In 2012, U.S. House members from Western states, including three Nevadans, released a letter reading, “The completion of this corridor would provide total commerce connectivity between the United States, Mexico and Canada in the intermountain West, which is vital to the continued economic growth of the region. With increasing port developments in western Mexico and existing congestion on west coast transportation facilities, increased north-south capacity is a high priority and was designated as such in the 1991 Intermodal Surface Transportation Equity Act.” The Nevada signatories were Amodei, Heck, and Shelley Berkley. An “Interstate 11 Caucus” was formed in the House that included all Nevada House members but only five of nine Arizona members.

Congestion

In the votes this month, Nevada’s U.S. Sens. Harry Reid and Dean Heller supported it in the 83-to-16 Senate vote. Northern U.S. House member Mark Amodei voted against it, breaking with southern Nevadans Cresent Hardy, Joe Heck and Dina Titus on the 359-to-65 vote.

Amodei supported the bill in its original House form, but objected to the version that emerged from conference committee—though not for the reasons that residents usually cite. Amodei press aide Brian Baluta said, “The House and Senate got together to produce what is called a conference report, which includes agreed upon changes and needs to be passed by the House and Senate again. Mark objected to the ’pay-fors’ that were added back into the conference report—they were stripped out of the House version. Pay-fors are budget offsets to pay for increased spending.”

While advocates and highway officials claim the freeway would relieve traffic congestion, freeways do not always do that. Sometimes they make congestion worse by inducing more traffic. “Traffic congestion tends to maintain equilibrium,” according to Canada’s Victoria Traffic Policy Institute. “If road capacity increases, the number of peak period trips also increases until congestion again limits further traffic growth. The additional travel is called ’generated traffic’.”

Traffic officials in the U.S. do not like to talk about generated traffic because the political and business pressure for road construction is so heavy. Moreover, the assessment of whether projects will induce more travel is often up to the same highway officials who are pushing for more road building.
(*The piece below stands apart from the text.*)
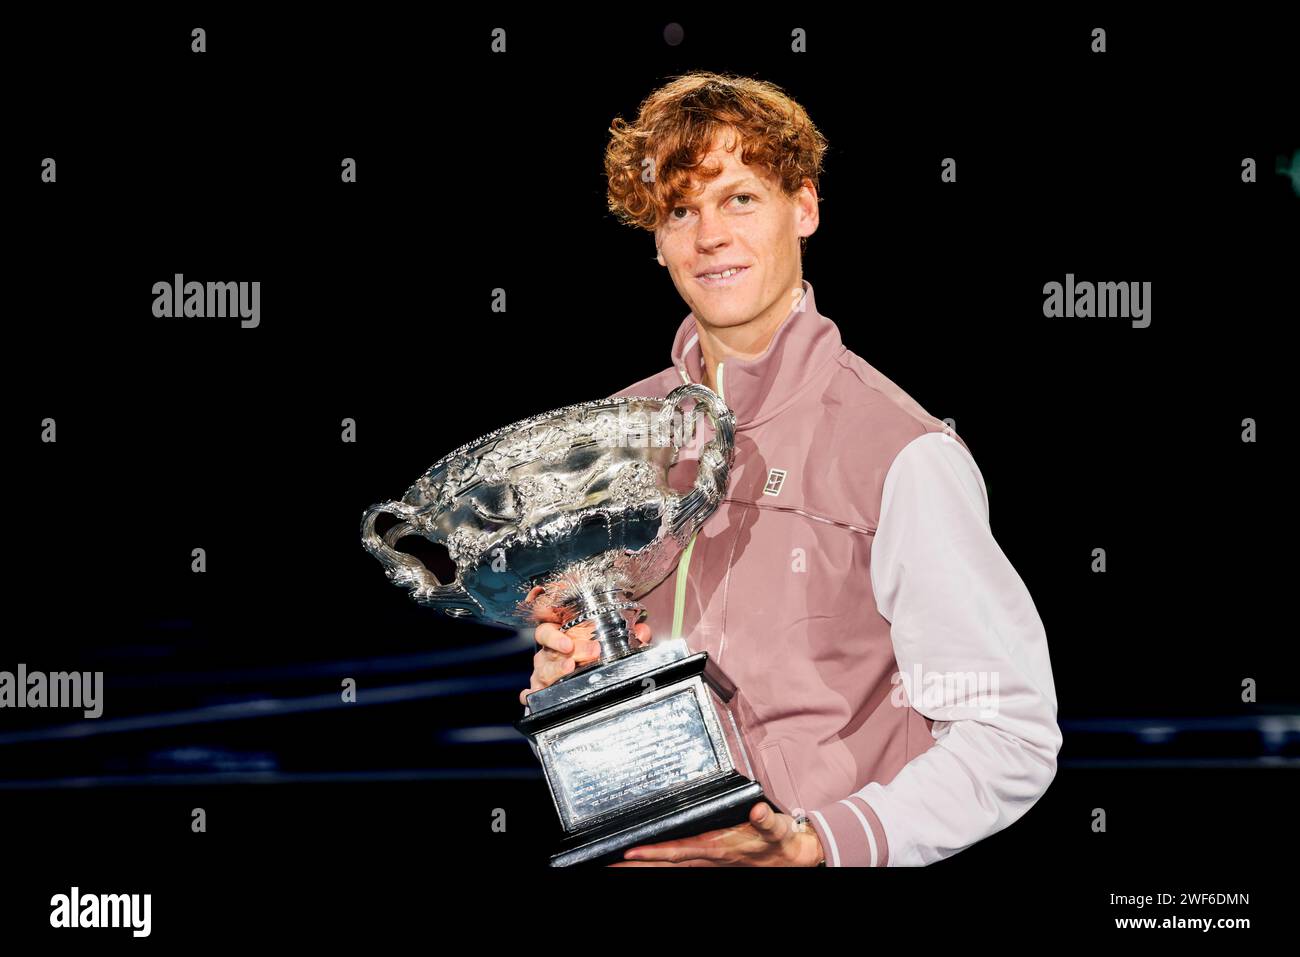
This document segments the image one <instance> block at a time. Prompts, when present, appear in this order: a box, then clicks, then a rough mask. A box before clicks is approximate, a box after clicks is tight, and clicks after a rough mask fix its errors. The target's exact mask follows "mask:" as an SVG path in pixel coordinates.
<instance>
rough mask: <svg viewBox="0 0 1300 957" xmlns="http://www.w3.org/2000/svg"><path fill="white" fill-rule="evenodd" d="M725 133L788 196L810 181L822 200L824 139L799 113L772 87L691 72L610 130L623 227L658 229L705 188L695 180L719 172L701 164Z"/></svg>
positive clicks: (642, 101) (606, 165)
mask: <svg viewBox="0 0 1300 957" xmlns="http://www.w3.org/2000/svg"><path fill="white" fill-rule="evenodd" d="M727 131H732V133H736V134H738V142H740V144H741V156H740V160H741V163H744V164H746V165H749V164H754V165H757V166H759V168H761V169H763V170H766V172H767V173H768V174H770V176H772V177H775V178H776V179H777V181H779V183H780V189H781V191H783V192H784V194H785V195H787V196H794V194H797V192H798V190H800V187H801V186H802V185H803V181H805V179H810V181H811V182H813V187H814V190H816V191H818V192H819V200H820V191H819V181H820V173H822V157H823V155H824V153H826V150H827V140H826V137H823V135H822V133H820V131H819V130H818V129H816V126H814V125H813V121H811V120H810V118H809V114H807V112H806V111H805V109H803V107H801V105H800V104H798V103H796V101H794V100H793V99H790V96H788V95H787V94H785V92H784V91H783V90H781V88H780V87H777V86H775V85H774V83H768V82H764V81H759V79H751V78H749V77H740V75H736V74H720V73H707V72H695V73H688V74H682V75H680V77H675V78H673V79H672V81H671V82H668V83H667V85H666V86H663V87H660V88H658V90H655V91H654V92H651V94H650V95H649V96H647V98H646V99H645V100H643V101H642V103H641V107H640V112H638V116H637V118H636V121H634V122H632V124H629V122H627V121H625V120H624V118H623V117H615V120H614V121H612V122H611V124H610V142H608V144H607V146H606V150H604V173H606V177H607V179H608V207H610V212H612V213H614V216H615V217H616V218H617V220H619V221H620V222H623V224H627V225H630V226H636V228H640V229H645V230H650V231H654V230H656V229H658V228H659V226H660V225H662V224H663V222H664V221H666V220H667V218H668V215H669V212H672V209H673V208H675V205H676V204H677V202H679V200H681V199H682V198H684V196H686V195H688V194H689V192H692V191H694V189H703V185H702V183H699V185H698V186H697V185H695V183H694V178H695V177H699V179H705V181H708V179H714V178H715V177H718V176H719V173H722V168H720V166H714V168H706V166H703V165H701V164H702V161H703V157H705V155H706V153H707V151H708V147H710V146H711V144H712V143H714V139H715V137H718V135H719V134H722V133H727ZM806 241H807V237H802V238H801V241H800V242H801V247H802V246H803V244H805V243H806Z"/></svg>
When we inquired among members of the environmental community in northern Nevada, they expressed concern about the project but did not plan any opposition or felt the time was not ripe. One recalled attending a meeting on the project with a friend.

“I think we were the only individuals present who were the only general public. Everyone else had a vested position in ensuring the project goes through, contractors, planners, truck industry, asphalt providers, etc.,” she wrote in an email message. “As you know, roads are considered a gravy train for work. One of the problems with this and other projects is that the highway building contributes to the deficit. And no new funds are generally available for law enforcement, maintenance, etc. I asked about the 580 addition once and I believe was told that the new highway just spread resources even thinner. … I haven’t looked at the environmental footprint, but obviously there will be major implications.”

Another said, “The gist is that some did attend scoping hearings but the issue seems to be inactive now.”